"How do writers manage to live, Mr. Jannissary?" John said to him at this point, and Mr. Jannissary murmured that there was a divinity which shapes our ends, rough-hew them how we may.
"Oh, is that it?" said John.
"Some men have been very hungry, MacDermott because they served their Art faithfully. Think of the garrets, the lonely attics in which beautiful things have been imagined!..."
"I've no desire to go hungry or to live in a lonely attic, Mr. Jannissary. Let me tell you that!"
"No ... no, of course not. None of us have. I trust I am not a voluptuary or self-indulgent in any way, but I too would dislike to be excessively hungry. Still, I think it must be a great consolation to a man to think that he had made a great work out of ... his pain, so to speak!"
John reflected for a moment on this. Then he said, "How do you manage to keep going, Mr. Jannissary, when you publish so many books that don't bring you any return?"
Mr. Jannissary glanced very interrogatively at John. Then he waved his hands, and murmured vaguely. "Sacrifices," he said. "We all have to make sacrifices!..."
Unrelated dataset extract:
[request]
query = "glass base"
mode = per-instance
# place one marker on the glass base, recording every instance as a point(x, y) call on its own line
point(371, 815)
John left the publisher and went on to the office of the Evening Herald where he saw Hinde. "I've brought an article I thought you'd like to print," he said when he had been admitted to Hinde's office. Hinde glanced quickly through it. "Good," he said, "I'll put it in to-morrow. I suppose," he continued, "you wouldn't like to do a job for me?"
"What sort of a job?"
"There's to be a great ceremony at Westminster Abbey to-morrow ... dedication of a chapel for the Order of the Bath. The King'll be there. Like to go and write an account of it?"